Rubén Darío escribió un inolvidable verso dramático: “Yo persigo una forma que no encuentra mi estilo”. En este verso, la gramática, podemos arriesgarnos, estalla en mil pedazos y, sin embargo, persiste como gramática, como nivel irreductible del decir. La pregunta que debemos hacernos al respecto es ¿qué significa, para nosotros, que la gramática estalle en mil pedazos y, sin embargo, persista como gramática, como ese nivel al que todos estamos sujetados, sin que este “sujetamiento” implique quedar subsumidos en las formas más intolerables de la dependencia, de la subordinación, de la ausencia de libertad?

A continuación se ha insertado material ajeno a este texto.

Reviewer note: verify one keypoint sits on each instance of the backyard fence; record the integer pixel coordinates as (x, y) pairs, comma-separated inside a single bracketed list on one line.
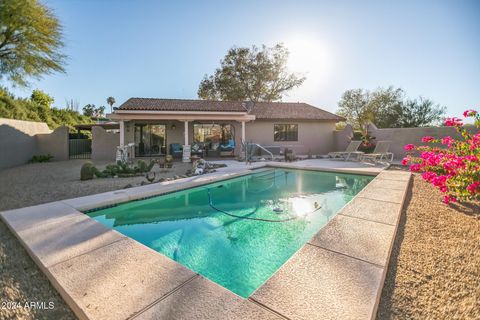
[(80, 148)]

Veamos el verso dariano: el “yo” anda buscando una forma, que se especifica o restringe con la oración subordinada adjetiva “que no encuentra mi estilo”. Y aquí aparece el problema: ¿cómo leer las funciones sintácticas dentro de la subordinada?, ¿cómo interpretar las relaciones entre los constituyentes sintácticos? En otras palabras, ¿cuál es el sujeto y cuál es el objeto directo del verbo “encontrar”? Según explica habitualmente la gramática, cuando tenemos dos sintagmas nominales como candidatos a interpretarse como sujeto, uno antes y otro después del verbo, el que recibe la lectura de sujeto, por defecto, suele ser el primero. Así, en “que no encuentra mi estilo”, el sujeto oracional sería el pronombre relativo “que” y, por lo tanto, el objeto directo sería “mi estilo”. Pero, de inmediato, advertimos que algo no anda bien en la explicación que ofrece la gramática; que dicha explicación no parece captar lo que está sucediendo en el verso y, a la vez, solo podemos darnos cuenta de lo que está, profundamente, en juego por la imposibilidad de la explicación gramatical satisfactoria.
En efecto, no podemos decidirnos por si el sujeto es el “que” o es “mi estilo”, puesto que cualquiera de los dos sintagmas podría oficiar como sujeto y, por ende, podría ser el elemento que no encuentra al otro, es decir, el que efectúa la búsqueda infructuosa. Sin embargo, debemos llevar las cosas más lejos y sostener que esta imposibilidad de decidirnos por una u otra interpretación abre la lectura no solo a la reversibilidad de la sintaxis (opción A: el sujeto es el “que”; opción B: el sujeto es “mi estilo”), sino también a una reversibilidad de otro orden, en la que ambos constituyentes son, a la vez, sujeto y objeto directo, contraviniendo las explicaciones más lineales de la gramática como aparato conceptual que toma como objeto las estructuras fonológicas, morfológicas y sintácticas de una lengua.
Este es, pues, el punto central de la cuestión, de la política de la lengua: la ambigüedad de la interpretación que impide que nos resolvamos en una u otra dirección, precisamente porque lo que está afectado es la direccionalidad misma de la interpretación que, por defecto, parece asignarnos la gramática como hablantes naturales de una lengua. Aquí, esta direccionalidad es doble y, en su ocurrencia doble, contradictoria, y se puede concebir como política de la lengua justamente por y en esta contradicción irresoluble que nos impide estabilizar el sentido del verso. En definitiva, la contradicción puesta de manifiesto funciona como una crítica a la sedimentación consensual de los significados del mundo, haciendo que los sintagmas “que” y “mi estilo” se dañen mutuamente como elementos de la gramática de la subordinada, lo que abre indefinidamente la interpretación a espacios de “indecidibilidad” radical.